5. The video processing device according to claim 4, wherein the region specification unit specifies the plurality of identification target region candidates for the (N+1)-th frame based on a local maximum value of a distribution of a component of the motion vector contained in the identification target region for the N-th frame.

6. The video processing device according to claim 3, wherein

the identification target region for the N-th frame contains the entire representation of the object, and

the region specification unit designates, as the identification target region for the (N+1)-th frame, one of the plurality of identification target region candidates for the (N+1)-th frame that contains the entire representation of the object.

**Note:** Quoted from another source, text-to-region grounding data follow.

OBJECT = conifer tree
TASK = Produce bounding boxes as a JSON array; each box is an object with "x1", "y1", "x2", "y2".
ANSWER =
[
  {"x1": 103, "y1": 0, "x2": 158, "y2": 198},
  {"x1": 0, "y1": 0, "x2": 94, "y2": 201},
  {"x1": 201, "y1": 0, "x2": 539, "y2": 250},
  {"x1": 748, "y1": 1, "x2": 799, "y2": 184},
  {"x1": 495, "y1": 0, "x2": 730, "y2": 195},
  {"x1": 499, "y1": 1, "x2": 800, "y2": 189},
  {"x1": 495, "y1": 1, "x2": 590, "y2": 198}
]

7. The video processing device according to claim 1, wherein

the identification target regions for the frames are rectangular regions, and

the region specification unit specifies an identification target region for each frame such that the rectangular region in the N-th frame and the rectangular region in the (N+1)-th frame have parallel sides.

8. The video processing device according to claim 1, wherein the object identification unit has a learned model obtained by learning from a plurality of images of the object.

9. The video processing device according to claim 1, further comprising an image quality correcting unit configured to process the video in accordance with a result of identification performed by the object identification unit.

10. A display device comprising the video processing device according to claim 1.

11. A video processing method of processing a video composed of a plurality of frames, the method comprising:

the object identification step of identifying an object represented in the video; and

the region specification step of specifying, based on a position in an (N+1)-th frame of the video of a representation of the object that appears in an N-th frame, an identification target region to be subjected to object identification in the (N+1)-th frame in the object identification step, where N is a natural number.

12. A non-transitory computer-readable storage medium containing a control program causing a computer to operate as the video processing device according to claim 1, the program causing the computer to operate as the region specification unit and the object identification unit.